4. Set up Google Cloud Function: 

a. For instructions on how to create a second-generation Cloud Function with Eventarc trigger that will be activated when a new object is added to the cloud storage created in step 3, please see this documentation

b. When creating the function, make sure that “Allow internal traffic and traffic from Cloud Load Balancing” is selected in the network settings.

c. When adding an Eventarc trigger, choose the “google.cloud.storage.object.v1.finalized” event type.

d. It is recommended to create a new service account instead of using the “Default Compute Service Account” when creating Eventarc. The new service account should be granted the “Cloud Run Invoker” and “Eventarc Event Receiver” permissions.

e. When creating a Cloud Function, do not use the “Default Compute Service Account” as the “Runtime service account”. Instead, create a new one and grant it the following roles to allow it to connect to DataStore, BigQuery, Logging, and Document AI: BigQuery Data Owner, Cloud Datastore User, Document AI API User, Logs Writer, Storage Object Creator, and Storage Object Viewer.

f. Once done, service accounts and permissions should appear as follows:

g. Next, open the Cloud Function you created and select .NET 6.0 as the runtime. This will allow you to write C# functions.

h. To ensure a successful build, replace the current code in the Cloud Function with this code, replacing the variables in the code with the appropriate Google Cloud service names. Replace content in HelloGcs.csproj and Function.cs files.

i. Deploy the Cloud Function.

5. Testing:

a. To test the application, upload a supermarket bill to the same cloud storage bucket that you created in step 3 and configured to “Receive events from” in Eventarc in step 4.

b. When a supermarket bill is uploaded to blob storage in step 3, the cloud function in step 4 is triggered. The cloud function calls the Document AI custom classifier (created in step 2) endpoint and classifies the invoice based on the model’s response. The cloud function then stores the file in a cloud bucket dedicated to that supermarket’s files.

c. If you have built the architecture in part one of this blog series, then ensure that the cloud storage bucket is the source storage bucket. This will trigger another cloud function that will extract information from the invoice according to the defined schema and write it to BigQuery, Datastore, and Cloud Storage simultaneously.

Alternate Take:

Another option is to use Google Pub/sub and one Cloud Function to classify and process all invoices.

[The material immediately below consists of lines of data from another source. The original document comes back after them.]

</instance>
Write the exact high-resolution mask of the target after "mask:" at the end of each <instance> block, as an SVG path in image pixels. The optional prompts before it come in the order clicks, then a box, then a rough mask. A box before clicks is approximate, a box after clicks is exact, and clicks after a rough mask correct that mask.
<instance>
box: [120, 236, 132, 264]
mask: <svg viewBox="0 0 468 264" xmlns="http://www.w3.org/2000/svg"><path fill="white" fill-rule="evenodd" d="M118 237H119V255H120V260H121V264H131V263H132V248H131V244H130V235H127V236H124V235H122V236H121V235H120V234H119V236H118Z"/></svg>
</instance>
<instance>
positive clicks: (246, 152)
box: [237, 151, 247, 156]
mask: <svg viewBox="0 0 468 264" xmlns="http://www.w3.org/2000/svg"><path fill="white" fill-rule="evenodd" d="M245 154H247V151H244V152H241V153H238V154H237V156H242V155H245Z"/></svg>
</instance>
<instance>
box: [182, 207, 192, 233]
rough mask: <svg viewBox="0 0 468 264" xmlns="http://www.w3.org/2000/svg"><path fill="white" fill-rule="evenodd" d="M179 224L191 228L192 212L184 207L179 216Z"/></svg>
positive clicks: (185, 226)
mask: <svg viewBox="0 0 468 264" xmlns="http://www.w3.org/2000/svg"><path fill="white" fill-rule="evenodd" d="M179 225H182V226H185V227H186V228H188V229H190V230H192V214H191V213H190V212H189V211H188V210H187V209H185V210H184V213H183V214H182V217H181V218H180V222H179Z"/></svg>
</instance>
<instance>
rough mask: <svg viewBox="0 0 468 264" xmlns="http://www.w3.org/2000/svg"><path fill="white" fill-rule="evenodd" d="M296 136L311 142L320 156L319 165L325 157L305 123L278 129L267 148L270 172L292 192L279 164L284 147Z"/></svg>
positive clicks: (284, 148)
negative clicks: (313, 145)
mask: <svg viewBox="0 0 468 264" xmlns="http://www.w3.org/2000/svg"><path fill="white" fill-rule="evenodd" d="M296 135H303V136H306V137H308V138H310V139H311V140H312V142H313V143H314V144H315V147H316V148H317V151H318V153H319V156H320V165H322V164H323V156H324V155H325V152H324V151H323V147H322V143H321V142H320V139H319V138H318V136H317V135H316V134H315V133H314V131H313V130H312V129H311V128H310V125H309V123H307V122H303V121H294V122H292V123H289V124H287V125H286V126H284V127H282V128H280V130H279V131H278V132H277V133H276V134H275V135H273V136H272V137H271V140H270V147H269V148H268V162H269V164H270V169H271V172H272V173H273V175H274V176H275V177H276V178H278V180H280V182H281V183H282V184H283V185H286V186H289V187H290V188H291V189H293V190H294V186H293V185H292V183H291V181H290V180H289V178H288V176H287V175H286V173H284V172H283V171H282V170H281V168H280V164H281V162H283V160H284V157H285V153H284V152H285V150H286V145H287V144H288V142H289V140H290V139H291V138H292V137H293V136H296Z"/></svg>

In this approach, all uploaded invoices are stored in cloud storage and their reference URLs are queued into pub/sub as messages for processing. Eventarc supports the “google.cloud.pubsub.topic.v1.messagePublished” event. So, when a new message is written to pub/sub, a Gen2 cloud function is triggered that can read the message that contains the invoice URI in cloud storage.CloudFunction then uses the URI to retrieve the invoice from Cloud Storage, classifies it, extracts the data, and then writes it to any of Google Storage options. The only problem with this approach is that having a single cloud function to process all types of invoices can be difficult to manage. This works best if the supermarket custom extractors discussed in part one of the blog series use the same processor schema to extract any supermarket invoice.

Summary:

The first part of the blog described an architecture that digitizes a single supermarket’s invoice, which has its own unique format, using Google Cloud services such as DocumentAI, Cloud Functions (Gen2), BigQuery, Datastore, and Cloud Storage. This second part of the blog expands the scope of the architecture to discuss one where any invoice from any supermarket in the world can be taken as input, classified first using DocumentAI, and then processed as discussed in part one.

Congratulations on digitizing every supermarket receipt in the world! This method can be applied to any document processing use case in any industry.